Creo que tiene razón Mónica Mansour, sólo importan los lectores: ellos recompensan a los poetas cuando los leen y se sienten recompensados cuando leen unos versos que hablan por ellos o les hacen ver al mundo con un ligero aumento de luz. Ese es el secreto de la actualidad y vitalidad de poetas como Efraín Huerta o Jaime Sabines que desde hace tiempo sólo son sus lectores. Que a otros correspondan mármoles y bronces, títulos y genuflexiones pues únicamente el laurel de los lectores es el que hace a las obras duraderas.

En 1937 Efraín Huerta nos mostró una de las que serían sus obsesiones: considerar a la ciudad no como un contexto o como un paisaje, sino como una figura central en sus poemas. En el número 8 de Letras de México del 16 de mayo publicó La ciudad y su célebre Declaración de amor en la revista Ruta del 15 de julio de 1938. A partir de allí la ciudad se fue incorporando a sus poemas, donde se muestra rotunda e indudable como en Buenos días Diana Cazadora o Avenida Juárez donde calles, avenidas, monumentos, son quizá, sobre todo, una atmósfera amplia y dolorosa o pura, rojiza, cariñosa, donde la noche es grávida de sangre y leche o donde podemos escuchar los gritos de una muchacha ebria o encontrarnos con hombres que en vez de corazón tienen en el pecho un perro enloquecido.

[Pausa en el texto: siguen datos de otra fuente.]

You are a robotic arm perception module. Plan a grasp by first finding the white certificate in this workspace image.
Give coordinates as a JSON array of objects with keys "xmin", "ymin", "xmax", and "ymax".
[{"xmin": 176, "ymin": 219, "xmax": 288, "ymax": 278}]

Pero así como la ciudad se instaló en la poesía de Efraín Huerta desde el principio, el amor y el erotismo también. Absoluto amor fue el título de su primer libro, publicado en 1944, y una revisión mínima de su poesía nos permite ver que aun sus declaraciones de odio y sus entusiasmos políticos están atravesados por un mismo sentimiento: el amor que hace indignar al poeta ante lo injusto, ante la miseria, ante la maldad que nos envuelve o lo inivita a incursionar en la poesía erótica.

Quince años antes de morir, Efraín Huerta publicó Borrador para un testamento, donde ratifica al amor como eje de sus poemas: Dije amor a la alondra y a la gacela,/ a la estatua o camelia que abria las alas/ y llenaba la noche de dulce espuma./ He dicho siempre amor como quien todo/ lo ha dicho y escuchado...

Según las críticas literarias Aurora M. Ocampo y Laura Navarrete Maya, en la poesía de Huerta se cumple la sentencia de Ernesto Sabato sobre lo que es un gran escritor: más que un artífice de la palabra, es un gran hombre que escribe. Es verdad, sólo los grandes poetas hacen poesía con sus versos; los demás, literatura.